Ainda em 2021, um policial militar e um guarda municipal foram absolvidos da acusação de terem participado de uma das chacinas mais bárbaras do estado de São Paulo. Em agosto de 2015, 23 pessoas morreram no intervalo de duas horas nas cidades de Itapevi, Barueri, Carapicuíba e Osasco. O Ministério Público de São Paulo alegou que o crime foi motivado em represália ao assassinato do policial militar Admilson Pereira de Oliveira e do guarda-civil Jeferson Luiz Rodrigues da Silva, ocorridos dias antes da chacina.
Crimes de vingança
Não há um levantamento oficial sobre as motivações que levam a uma chacina, mas não são poucos os relatos de mortes de pessoas num mesmo grupo ou na mesma região em sequência ocorridos logo após o assassinato ou crime contra algum agente de segurança do estado. Assim foi na chacina de Osasco, em 2015, e como aconteceu em 2021 no Jacarezinho e Complexo do Salgueiro, no Rio de Janeiro.
“A gente percebe que em alguns casos, como aparentam ser as do Jacarezinho e do Salgueiro, que muitas vezes a morte de um policial desencadeia operações policiais mais enérgicas e mais letais”, comenta Couto.
A vingança policial que desencadeia uma série de mortes de civis nem sempre tem como motivação a morte de um companheiro de farda.

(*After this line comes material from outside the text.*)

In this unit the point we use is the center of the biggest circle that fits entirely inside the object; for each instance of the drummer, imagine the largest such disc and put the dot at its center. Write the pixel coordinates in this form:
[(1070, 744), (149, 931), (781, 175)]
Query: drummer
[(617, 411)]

Já houve casos em que crimes não letais contra familiares de agentes de segurança serviram como justificativa para uma chacina.
“Em um levantamento que eu fiz com base em documentos do Núcleo de Estudos da Violência, aparece chacinas que ocorreram porque um grupo de policiais desconfiou que em um determinado local havia alguém que tinha roubado a bolsa da esposa de um deles. A vingança nem sempre é por algo institucional, mas a vingança pessoal aparece nesses casos”, informa Camila Vedovello.